Steph Curry is unquestionably one of the greatest basketball players in the history of the sport, helping sweep the 2017 Trail Blazers into the dustbin of playoffs history.
But he has an Achilles heel, one that played an important part of the legendary 2016 collapse of the Golden State Warriors: his signature sneakers.
For those living under a rock this time last year, people really hated the "Chef" iteration of Under Armour's Curry Two Lows. The sneaker was viciously roasted on Twitter and other media platforms in the middle of the 2016 NBA Finals, prompting such gems as this:
Portland's own Ron Funches didn't like them, either:
Well, ESPN's Darren Rovell reports that people still don't like Curry's shoes. At least, if sales number are any indicator of public opinion.
Among other of Under Armour's current corporate problems—that the Baltimore-based company is currently facing it's first ever quarterly loss as a publicly traded company, for example—CEO Kevin Plank admitted today that sales of the third iteration of Curry's signature shoe, the Curry Three, did not meet the mark. Plank stated:
Our success in basketball hasn’t been without its learning. As we launched the Curry 3 late last year, our expectations continued to run high. And while the Three played very well on court for Stephen Curry and our athletes, a sluggish signature market and a warm consumer reception led to softer than expected results.
Those "softer than expected" results include an increase in footwear sales of only 2 percent. Compare that to their increase in footwear sales of 64 percent from the same time last year. Sounds pretty darn soft, if you ask me.
A number of factors may have contributed to the decline in sales of Curry's shoes. Some analysts speculate that price creep may have contributed to sluggish sales—the Curry One debuted in 2015 at $120, but the current model retails for $140. Under Armour have even dropped the price of the sneaker on their website to $99.99.

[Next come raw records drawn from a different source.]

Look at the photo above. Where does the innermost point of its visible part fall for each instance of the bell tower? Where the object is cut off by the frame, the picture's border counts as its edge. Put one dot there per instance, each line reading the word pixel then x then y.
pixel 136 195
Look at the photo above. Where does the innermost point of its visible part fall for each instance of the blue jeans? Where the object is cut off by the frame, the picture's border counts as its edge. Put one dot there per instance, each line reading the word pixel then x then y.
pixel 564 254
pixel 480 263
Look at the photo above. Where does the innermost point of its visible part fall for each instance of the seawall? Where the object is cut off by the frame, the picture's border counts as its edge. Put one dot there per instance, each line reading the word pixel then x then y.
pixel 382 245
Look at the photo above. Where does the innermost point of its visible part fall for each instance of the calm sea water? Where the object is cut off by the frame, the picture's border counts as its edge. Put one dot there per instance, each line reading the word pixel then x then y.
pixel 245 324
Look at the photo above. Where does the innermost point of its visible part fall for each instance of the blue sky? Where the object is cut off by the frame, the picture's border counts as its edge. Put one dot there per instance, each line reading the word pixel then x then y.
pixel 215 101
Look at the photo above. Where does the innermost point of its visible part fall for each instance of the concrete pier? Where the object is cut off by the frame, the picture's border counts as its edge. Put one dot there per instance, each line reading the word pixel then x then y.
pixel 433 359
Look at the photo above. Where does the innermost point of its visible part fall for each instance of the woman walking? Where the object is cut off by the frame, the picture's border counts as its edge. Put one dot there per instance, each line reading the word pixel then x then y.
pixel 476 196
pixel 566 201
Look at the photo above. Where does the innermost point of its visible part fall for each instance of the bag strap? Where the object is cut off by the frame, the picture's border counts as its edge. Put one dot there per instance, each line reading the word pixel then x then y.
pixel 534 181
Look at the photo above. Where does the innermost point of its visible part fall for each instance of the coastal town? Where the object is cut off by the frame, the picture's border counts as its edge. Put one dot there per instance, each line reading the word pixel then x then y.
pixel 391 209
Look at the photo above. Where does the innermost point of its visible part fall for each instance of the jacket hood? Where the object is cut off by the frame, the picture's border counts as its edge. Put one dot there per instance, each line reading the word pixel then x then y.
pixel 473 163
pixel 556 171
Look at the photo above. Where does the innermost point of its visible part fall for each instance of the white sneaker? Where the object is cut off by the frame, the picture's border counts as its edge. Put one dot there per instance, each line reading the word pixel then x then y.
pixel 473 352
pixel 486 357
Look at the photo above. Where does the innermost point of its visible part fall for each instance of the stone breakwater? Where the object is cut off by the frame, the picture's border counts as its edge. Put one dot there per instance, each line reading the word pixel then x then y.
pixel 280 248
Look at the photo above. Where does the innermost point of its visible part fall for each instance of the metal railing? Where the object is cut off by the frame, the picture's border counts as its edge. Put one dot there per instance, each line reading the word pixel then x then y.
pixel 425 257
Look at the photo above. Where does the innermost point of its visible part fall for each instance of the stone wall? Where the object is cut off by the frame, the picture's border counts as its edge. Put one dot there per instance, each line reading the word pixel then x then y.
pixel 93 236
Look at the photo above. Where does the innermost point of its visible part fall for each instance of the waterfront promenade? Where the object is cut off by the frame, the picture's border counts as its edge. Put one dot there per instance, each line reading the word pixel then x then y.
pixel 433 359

Plank and company do appear to be learning from their mistakes. "This has created an inventory imbalance that we are working through," said Plank. "One that, yes, is baked into our full-year outlook which hasn't changed and, most importantly, yielded lessons we're applying ahead with the Curry 4 and beyond."
How they will overcome the nigh-insurmountable obstacle of being made fun of on the internet is anyone's guess.
Despite the drop in sales, Under Armour's stock price rose 7 percent on the back of the fact that earnings were nonetheless better than shareholders and analysts had expected.
Under Armour currently has a major presence in Portland, where most of their design staff is based. They are currently in the process of a major expansion to Portland, where they are building a campus around the Metro Family YMCA building on Southwest Barbur Boulevard.